Unconditioned reflexes - what is it and what is their role?

Such habitual actions as breathing, swallowing, sneezing, blinking - occur without control from the side of consciousness, are innate mechanisms, help to survive to a person or an animal and ensure the preservation of a species - all these are unconditioned reflexes.

What is an unconditioned reflex?

I.P. Pavlov, a scientist-physiologist, devoted his life to the study of higher nervous activity. In order to understand what unconditioned human reflexes are, it is important to consider the meaning of the reflex as a whole. Any organism that has a nervous system carries out reflex activity. Reflex is a complex reaction of the organism to internal and external stimuli, carried out in the form of a reflex response.

Unconditioned reflexes are genetic congenital stereotypic reactions, in response to changes in internal homeostasis or environmental conditions. For the emergence of unconditioned reflexes of special conditions, these are automatic reactions that can fail only in severe diseases. Examples of unconditioned reflexes:

What is the role of unconditioned reflexes in human life?

The evolution of man over the centuries has been accompanied by a change in the genetic apparatus, the selection of attributes that are necessary for survival in the surrounding nature. The nervous system became highly organized matter. What is the significance of unconditioned reflexes? The answers can be found in the works of the physiologists of Sechenov, I.P. Pavlova, P.V. Simonov. Scientists distinguished several important functions:

Signs of unconditioned reflexes

The main sign of unconditioned reflexes is innate. Nature has taken care that all important for life in this world functions are reliably recorded on the nucleotide chain of DNA. Other characteristics:

Types of unconditioned reflexes

Unconditioned reflexes have a different type of classification, I.P. Pavlov first distributed them to: simple, complex and complex. In the distribution of unconditioned reflexes by the factor occupied by each creature of certain space-time regions, P.V. Simonov divided the types of unconditioned reflexes into 3 classes:

  1. Role unconditioned reflexes - are manifested in interaction with other intraspecific representatives. These are reflexes: sexual, territorial behavior, parental (maternal, paternal), the phenomenon of empathy .
  2. Unconditioned vital reflexes are all basic needs of the organism, deprivation or dissatisfaction of which leads to death. Provide individual safety: drinking, food, sleep and wakefulness, indicative, defensive.
  3. Unconditioned reflexes of self - development - are included when mastering a new, unfamiliar (knowledge, space):

Types of inhibition of unconditioned reflexes

Excitation and inhibition are important innate functions of higher nervous activity that ensure coordinated activity of the organism and without which this activity would be chaotic. Braking unconditioned reflexes in the process of evolution turned into a complex response of the nervous system - inhibition. I.P. Pavlov distinguished 3 types of inhibition:

  1. Unconditional braking (external) - the reaction "What is it?" Allows you to assess whether the situation is dangerous or not. In the future, with frequent manifestation of an external stimulus that does not carry danger, inhibition does not occur.
  2. Conditional (internal) inhibition - the functions of conditioned inhibition ensure the extinction of reflexes that have lost their value, help distinguish between useful and reinforcing signals from useless ones, and form a delayed reaction to the stimulus.
  3. Beyond (protective) inhibition is a safety unconditional mechanism provided by nature, triggered by excessive fatigue, agitation, severe injuries (fainting, coma).

What is the difference between conditioned reflexes and unconditioned reflexes?

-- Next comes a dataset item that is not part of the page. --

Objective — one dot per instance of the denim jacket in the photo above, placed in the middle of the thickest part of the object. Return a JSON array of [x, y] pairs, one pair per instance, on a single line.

The above material dealt mainly with the topic, which reflexes are called unconditioned, but there is another category of reflexes-conditional ones, which are no less important for the species. Values ​​and differences of conditioned reflexes from unconditioned ones:

What is the difference between an instinct and an unconditioned reflex?

The value of unconditioned reflexes such as the orienting, defensive genital is of great value in preserving the offspring and the species as a whole. Such reflexes are called instincts. Congenital behavioral programs, instincts in contrast to unconditioned simple reflexes: sneezing, blinking, are complex successive chains of unconditioned reflexes.